Inégalités dans la santé
Le laboratoire Servier sur le banc des accusés
Plus d’un millier de personnes sont décédées à cause du Mediator. 70% des victimes sont des femmes. Le procès en appel contre le laboratoire Servier s’est achevé en juin. La décision sera rendue le 20 décembre.
Près de 15 ans après l’interdiction à la vente du Mediator, la procédure judiciaire contre le laboratoire Servier, deuxième groupe pharmaceutique français, est toujours en cours. Ce dernier a commercialisé pendant plus de trente ans cet antidiabétique, principalement prescrit comme coupe-faim. Son efficacité reposait sur une molécule proche des amphétamines. Selon les estimations, plus d’un millier de personnes sont décédées de maladies cardiaques causées par le médicament. C’est l’un des plus gros scandales sanitaires en France, avec l’affaire du sang contaminé.

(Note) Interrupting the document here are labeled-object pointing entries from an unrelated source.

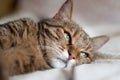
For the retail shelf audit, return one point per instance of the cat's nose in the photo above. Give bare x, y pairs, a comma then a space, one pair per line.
72, 56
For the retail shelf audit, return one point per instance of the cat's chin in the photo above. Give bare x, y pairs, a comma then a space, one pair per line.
58, 63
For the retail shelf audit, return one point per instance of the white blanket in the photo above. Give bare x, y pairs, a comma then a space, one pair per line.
100, 70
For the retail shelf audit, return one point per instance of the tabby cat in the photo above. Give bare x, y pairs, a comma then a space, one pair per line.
27, 45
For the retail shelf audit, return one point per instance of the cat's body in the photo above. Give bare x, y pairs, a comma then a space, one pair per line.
50, 43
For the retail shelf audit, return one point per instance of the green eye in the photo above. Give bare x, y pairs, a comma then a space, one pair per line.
83, 54
67, 37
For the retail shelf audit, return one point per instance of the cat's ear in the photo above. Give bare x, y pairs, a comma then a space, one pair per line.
65, 12
99, 41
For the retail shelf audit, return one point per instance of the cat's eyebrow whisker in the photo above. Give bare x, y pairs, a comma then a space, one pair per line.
87, 47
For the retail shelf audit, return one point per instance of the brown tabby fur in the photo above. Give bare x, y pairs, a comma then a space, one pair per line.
28, 46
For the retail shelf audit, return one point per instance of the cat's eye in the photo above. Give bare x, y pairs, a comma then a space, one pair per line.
67, 37
83, 54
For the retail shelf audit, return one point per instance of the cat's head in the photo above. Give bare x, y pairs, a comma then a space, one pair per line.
61, 39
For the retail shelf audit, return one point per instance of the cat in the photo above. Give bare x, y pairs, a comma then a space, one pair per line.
28, 46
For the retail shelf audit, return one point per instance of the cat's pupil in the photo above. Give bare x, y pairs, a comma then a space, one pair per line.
83, 54
67, 37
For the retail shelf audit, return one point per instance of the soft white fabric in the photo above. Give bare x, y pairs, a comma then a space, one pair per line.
101, 70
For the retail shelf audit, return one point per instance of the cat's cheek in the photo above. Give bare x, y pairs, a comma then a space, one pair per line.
56, 63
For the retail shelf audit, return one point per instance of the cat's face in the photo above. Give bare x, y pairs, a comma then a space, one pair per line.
62, 39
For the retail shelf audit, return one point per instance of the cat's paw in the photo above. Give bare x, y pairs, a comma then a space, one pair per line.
71, 63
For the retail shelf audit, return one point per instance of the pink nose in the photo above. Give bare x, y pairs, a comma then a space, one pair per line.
72, 57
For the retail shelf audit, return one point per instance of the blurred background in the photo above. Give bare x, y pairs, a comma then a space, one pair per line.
97, 17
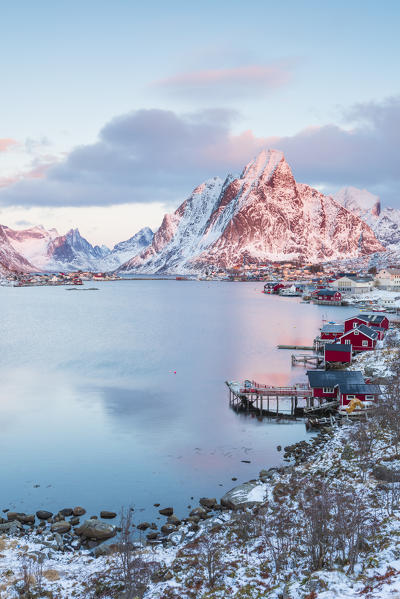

La justice doit trancher : le groupe Servier avait-il conscience de la toxicité du médicament qu’il commercialisait ? Les laboratoires et Jean-Philippe Seta, l’actuel PDG, avaient fait appel du premier procès qui s’était tenu entre septembre 2019 et juillet 2020 après une instruction d’une dizaine d’années. Jacques Servier, le patron du laboratoire éponyme, étant décédé en 2014, c’était son ancien bras droit, Jean-Philippe Seta qui avait pris place sur le banc des accusés. Face à lui, 6 657 personnes s’étaient alors constituées parties civiles.
Après plus de 500 heures d’audience, les juges avaient alors déjà condamné le laboratoire Servier pour « tromperie aggravée » et « homicides involontaires », reconnaissant la responsabilité directe de l’industriel.
En juin 2023, en appel, au terme de cinq mois d’audience, le parquet a requis une peine plus sévère qu’en première instance : une amende de 13,5 millions d’euros et « la confiscation du capital » lié au médicament d’une valeur estimée à 182 millions d’euros.
À l’encontre de Jean-Philippe Seta, 69 ans, ex-directeur général de Servier, l’accusation a réclamé cinq ans d’emprisonnement dont deux ferme, aménageables avec un bracelet électronique, et une amende de 200.000 euros.
Le groupe pharmaceutique a plaidé sa bonne foi. « Je veux répéter aux victimes et leurs familles (…) qu’il n’y a jamais eu de volonté, d’intentionnalité, de conscience » dans la dissimulation de la toxicité du médicament, a assuré l’ancien numéro 2. La décision sera rendue le 20 décembre 2023.